Reinforcement Learning TransformedTransformers have matched or exceeded earlier architectures in language modeling and image classification. New work shows they can achieve state-of-the-art results in some reinforcement learning tasks as well. What’s new: Lili Chen and Kevin Lu at UC Berkeley with colleagues at Berkeley, Facebook, and Google developed Decision Transformer, which models decisions and their outcomes. Key insight: A transformer learns from sequences, and a reinforcement learning task can be modeled as a repeating sequence of state, action, and reward. Given such a sequence, a transformer can learn to predict the next action (essentially recasting the reinforcement learning task as a supervised learning task). But this approach introduces a problem: If the transformer chooses the next action based on earlier rewards, it won’t learn to take actions that, though they may bring negligible rewards on their own, lay a foundation for winning higher rewards in the future. The solution is to tweak the reward part of the sequence. Instead of showing the model the reward for previous actions, the authors provided the sum of rewards remaining to be earned by completing the task. This way, the model took actions likely to reach that sum. How it works: The researchers trained a generative pretrained transformer (GPT) on recorded matches of three types of games: Atari games with a fixed set of actions, OpenAI Gym games that require continuous control, and Key-to-Door. Winning Key-to-Door requires learning to pick up a key, which brings no reward, and using it to open a door and receive a reward.
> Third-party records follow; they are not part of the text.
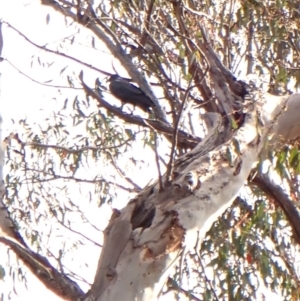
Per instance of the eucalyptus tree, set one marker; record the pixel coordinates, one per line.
(230, 67)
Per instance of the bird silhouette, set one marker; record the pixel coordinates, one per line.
(128, 93)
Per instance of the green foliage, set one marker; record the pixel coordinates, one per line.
(82, 157)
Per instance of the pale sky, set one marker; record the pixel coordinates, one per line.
(20, 97)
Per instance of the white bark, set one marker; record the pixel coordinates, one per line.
(206, 181)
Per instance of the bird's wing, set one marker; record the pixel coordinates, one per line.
(129, 87)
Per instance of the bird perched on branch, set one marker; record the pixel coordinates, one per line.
(128, 93)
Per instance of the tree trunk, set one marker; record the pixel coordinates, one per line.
(146, 239)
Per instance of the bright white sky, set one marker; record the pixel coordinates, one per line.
(21, 97)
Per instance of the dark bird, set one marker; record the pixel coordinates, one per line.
(128, 93)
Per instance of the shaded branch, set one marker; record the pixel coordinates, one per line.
(58, 283)
(277, 193)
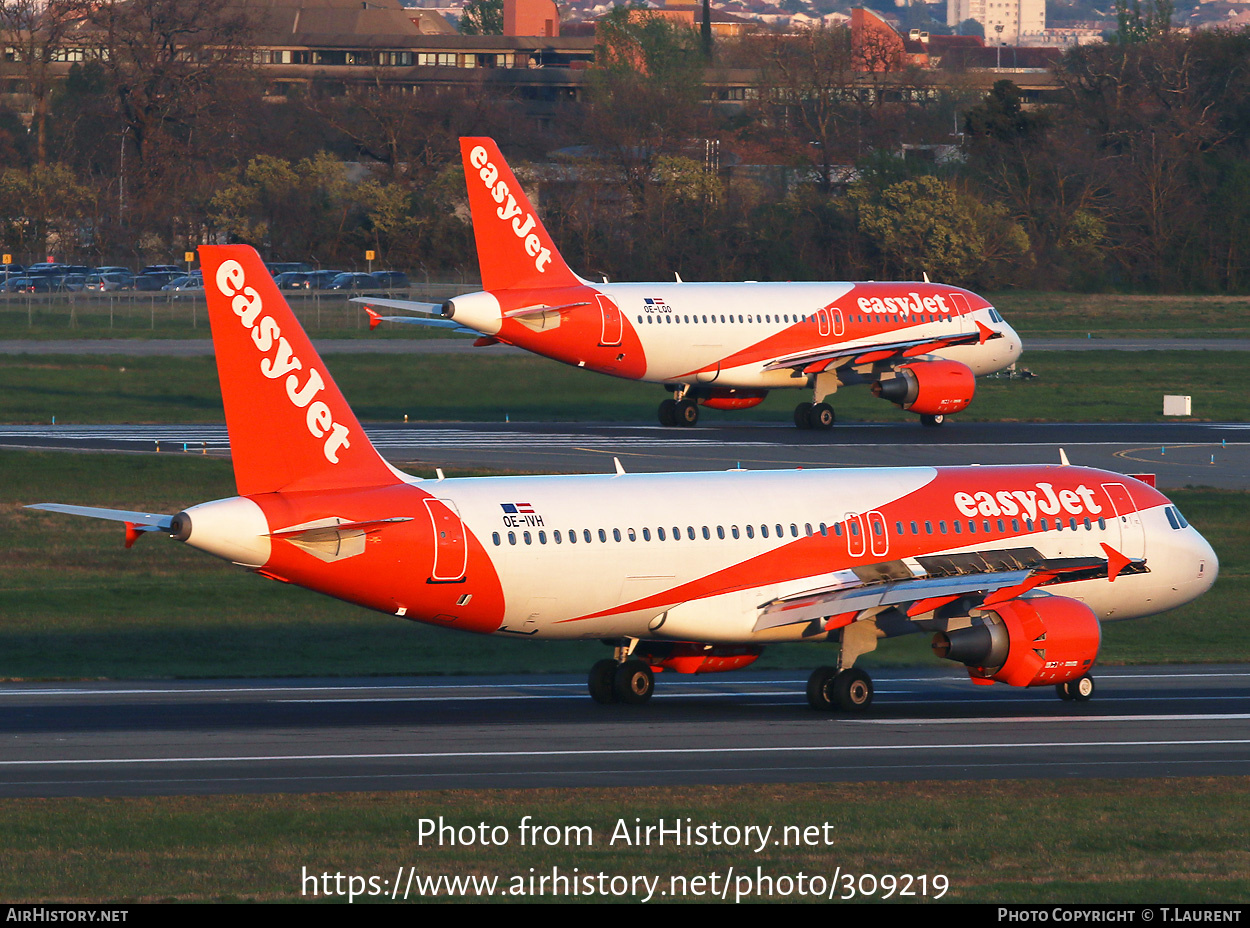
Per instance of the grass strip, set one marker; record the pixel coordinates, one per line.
(1069, 387)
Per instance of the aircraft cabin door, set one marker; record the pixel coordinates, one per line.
(1133, 533)
(823, 323)
(450, 547)
(856, 542)
(964, 320)
(613, 325)
(879, 534)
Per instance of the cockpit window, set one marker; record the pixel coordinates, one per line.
(1175, 519)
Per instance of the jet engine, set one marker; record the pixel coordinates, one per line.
(1026, 642)
(929, 388)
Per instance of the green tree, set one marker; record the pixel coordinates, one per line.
(925, 225)
(1135, 26)
(483, 18)
(43, 208)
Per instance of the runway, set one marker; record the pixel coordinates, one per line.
(1208, 454)
(450, 733)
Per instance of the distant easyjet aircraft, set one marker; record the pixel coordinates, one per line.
(723, 345)
(1009, 568)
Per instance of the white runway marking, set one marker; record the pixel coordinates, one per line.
(623, 752)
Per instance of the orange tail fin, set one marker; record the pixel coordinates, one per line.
(290, 428)
(514, 249)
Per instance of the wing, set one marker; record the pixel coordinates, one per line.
(820, 358)
(933, 582)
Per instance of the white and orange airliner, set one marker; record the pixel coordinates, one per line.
(723, 345)
(1011, 569)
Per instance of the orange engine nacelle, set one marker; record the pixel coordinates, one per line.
(1026, 642)
(688, 657)
(731, 398)
(929, 388)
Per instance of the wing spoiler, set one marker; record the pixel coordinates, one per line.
(998, 582)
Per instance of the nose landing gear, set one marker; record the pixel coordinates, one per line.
(830, 689)
(630, 682)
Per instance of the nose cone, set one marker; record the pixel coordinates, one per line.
(1184, 567)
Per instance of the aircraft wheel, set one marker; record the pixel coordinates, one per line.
(600, 683)
(853, 690)
(821, 417)
(633, 683)
(1081, 688)
(820, 688)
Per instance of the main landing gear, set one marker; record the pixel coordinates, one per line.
(830, 689)
(629, 682)
(814, 415)
(684, 412)
(1081, 689)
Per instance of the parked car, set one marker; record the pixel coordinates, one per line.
(288, 267)
(28, 284)
(391, 279)
(354, 282)
(108, 283)
(190, 282)
(156, 279)
(306, 280)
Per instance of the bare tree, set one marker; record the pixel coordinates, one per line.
(39, 31)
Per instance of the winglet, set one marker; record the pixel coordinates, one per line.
(1115, 562)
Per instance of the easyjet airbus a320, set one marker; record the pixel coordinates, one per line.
(1011, 569)
(723, 345)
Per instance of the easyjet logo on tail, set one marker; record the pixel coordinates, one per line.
(268, 337)
(523, 223)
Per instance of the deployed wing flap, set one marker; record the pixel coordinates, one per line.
(869, 352)
(1001, 577)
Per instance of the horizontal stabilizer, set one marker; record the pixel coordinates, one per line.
(406, 305)
(333, 525)
(143, 522)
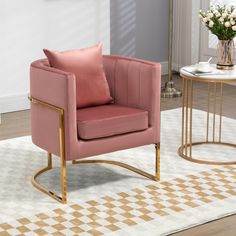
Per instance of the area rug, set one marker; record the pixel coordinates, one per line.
(109, 200)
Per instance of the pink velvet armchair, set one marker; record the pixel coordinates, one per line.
(73, 134)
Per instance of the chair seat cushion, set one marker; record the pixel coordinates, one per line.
(109, 120)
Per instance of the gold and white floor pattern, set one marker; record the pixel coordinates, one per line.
(108, 200)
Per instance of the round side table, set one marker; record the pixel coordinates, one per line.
(215, 80)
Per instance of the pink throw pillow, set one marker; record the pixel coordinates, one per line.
(86, 64)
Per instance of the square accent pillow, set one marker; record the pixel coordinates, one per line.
(87, 66)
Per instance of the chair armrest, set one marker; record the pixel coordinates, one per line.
(57, 88)
(135, 83)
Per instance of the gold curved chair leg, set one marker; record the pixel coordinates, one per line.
(61, 199)
(155, 177)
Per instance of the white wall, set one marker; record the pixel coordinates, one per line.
(28, 26)
(139, 28)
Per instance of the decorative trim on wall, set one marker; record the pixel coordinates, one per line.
(14, 103)
(164, 67)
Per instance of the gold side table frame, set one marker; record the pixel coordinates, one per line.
(212, 136)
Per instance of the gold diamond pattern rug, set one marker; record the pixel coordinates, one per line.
(108, 200)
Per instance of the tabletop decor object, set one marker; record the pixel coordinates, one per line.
(221, 21)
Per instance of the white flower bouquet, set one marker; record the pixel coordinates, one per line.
(221, 21)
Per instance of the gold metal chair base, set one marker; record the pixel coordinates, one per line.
(63, 198)
(36, 184)
(182, 150)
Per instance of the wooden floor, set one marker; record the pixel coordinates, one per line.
(17, 124)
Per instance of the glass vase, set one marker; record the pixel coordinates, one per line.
(225, 55)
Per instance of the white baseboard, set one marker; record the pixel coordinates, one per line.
(14, 103)
(164, 67)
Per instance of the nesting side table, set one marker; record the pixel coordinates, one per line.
(215, 88)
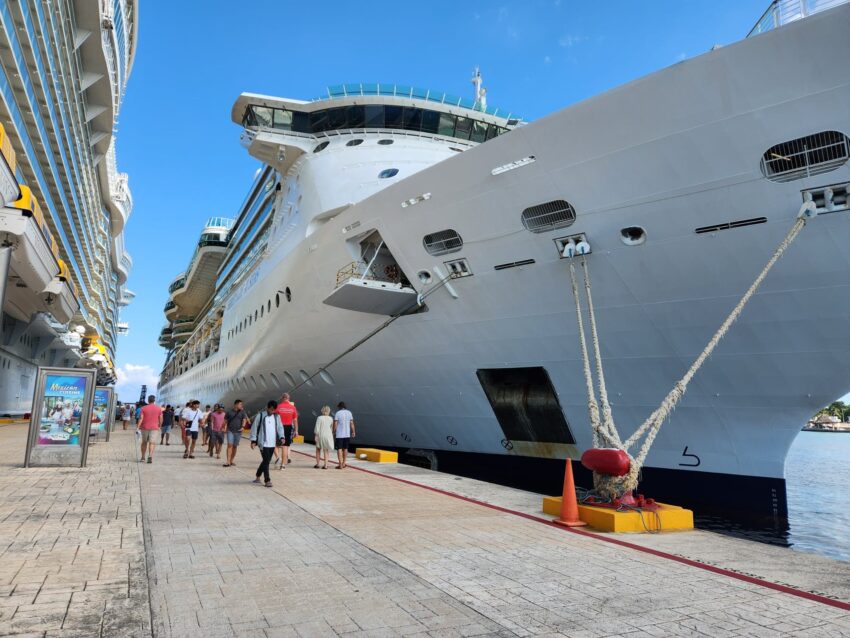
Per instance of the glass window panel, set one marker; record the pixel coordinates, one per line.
(282, 119)
(336, 118)
(393, 116)
(430, 121)
(479, 131)
(301, 122)
(412, 118)
(319, 121)
(464, 127)
(447, 124)
(356, 116)
(374, 117)
(263, 115)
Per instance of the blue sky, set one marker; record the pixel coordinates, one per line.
(176, 140)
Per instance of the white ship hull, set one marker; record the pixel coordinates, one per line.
(672, 152)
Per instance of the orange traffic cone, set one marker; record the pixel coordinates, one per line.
(569, 504)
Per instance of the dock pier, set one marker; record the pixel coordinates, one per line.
(190, 548)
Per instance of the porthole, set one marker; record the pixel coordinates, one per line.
(632, 235)
(306, 378)
(811, 155)
(549, 216)
(442, 242)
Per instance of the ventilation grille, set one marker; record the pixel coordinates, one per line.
(810, 155)
(442, 242)
(549, 216)
(726, 226)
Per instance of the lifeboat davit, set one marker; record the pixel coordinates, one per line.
(606, 460)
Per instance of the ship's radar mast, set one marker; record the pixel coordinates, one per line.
(480, 91)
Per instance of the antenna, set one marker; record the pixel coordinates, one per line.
(480, 91)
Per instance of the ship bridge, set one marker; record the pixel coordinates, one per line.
(191, 291)
(279, 130)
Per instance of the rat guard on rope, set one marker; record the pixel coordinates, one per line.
(615, 470)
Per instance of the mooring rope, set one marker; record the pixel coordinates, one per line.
(605, 430)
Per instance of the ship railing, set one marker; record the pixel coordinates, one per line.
(359, 270)
(784, 11)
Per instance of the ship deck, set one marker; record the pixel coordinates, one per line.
(187, 547)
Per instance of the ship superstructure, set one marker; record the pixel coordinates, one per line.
(63, 70)
(419, 274)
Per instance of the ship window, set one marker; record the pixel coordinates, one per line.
(544, 217)
(374, 117)
(447, 124)
(805, 156)
(442, 242)
(393, 116)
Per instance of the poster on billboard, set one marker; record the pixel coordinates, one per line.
(61, 417)
(102, 412)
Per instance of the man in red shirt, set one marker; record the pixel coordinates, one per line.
(289, 419)
(149, 423)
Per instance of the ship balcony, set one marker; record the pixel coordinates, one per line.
(35, 255)
(360, 289)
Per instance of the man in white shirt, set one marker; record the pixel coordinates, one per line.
(343, 433)
(191, 417)
(266, 431)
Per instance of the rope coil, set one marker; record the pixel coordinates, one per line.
(604, 429)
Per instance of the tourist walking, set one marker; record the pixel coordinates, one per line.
(149, 422)
(289, 419)
(167, 424)
(343, 433)
(236, 420)
(266, 431)
(217, 427)
(192, 417)
(323, 434)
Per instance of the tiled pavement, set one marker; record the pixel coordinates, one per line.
(334, 553)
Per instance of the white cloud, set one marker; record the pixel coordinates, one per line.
(131, 378)
(571, 40)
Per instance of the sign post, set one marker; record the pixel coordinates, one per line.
(103, 411)
(61, 417)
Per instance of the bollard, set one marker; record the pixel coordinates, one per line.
(569, 504)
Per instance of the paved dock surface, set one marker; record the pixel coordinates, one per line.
(189, 548)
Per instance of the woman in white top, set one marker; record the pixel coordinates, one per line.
(323, 433)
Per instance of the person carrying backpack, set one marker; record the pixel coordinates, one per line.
(266, 432)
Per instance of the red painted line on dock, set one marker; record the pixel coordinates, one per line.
(785, 589)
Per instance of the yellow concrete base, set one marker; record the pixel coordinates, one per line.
(375, 455)
(668, 517)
Results: The authors compared Decision Transformer with the previous state-of-the-art method, Conservative Q-Learning (CQL).They normalized scores of Atari and OpenAI Gym games to make 0 on par with random actions and 100 on par with a human expert. In Atari games, the authors’ approach did worse, earning an average score of 98 versus CQL’s 107. However, it excelled in the more complex games. In OpenAI Gym, averaged 75 versus CQL’s 64. In Key-to-Door, it succeeded 71.8 percent of the time versus CQL’s 13.1 percent. Why it matters: How to deal with actions that bring a low reward in the present but contribute to greater benefits in the future is a classic issue in reinforcement learning. Decision Transformer learned to solve that problem via self-attention during training. We’re thinking: It’s hard to imagine using this approach for online reinforcement learning, as the sum of future rewards would be unknown during training. That said, it wouldn’t be difficult to run a few experiments, train offline, and repeat.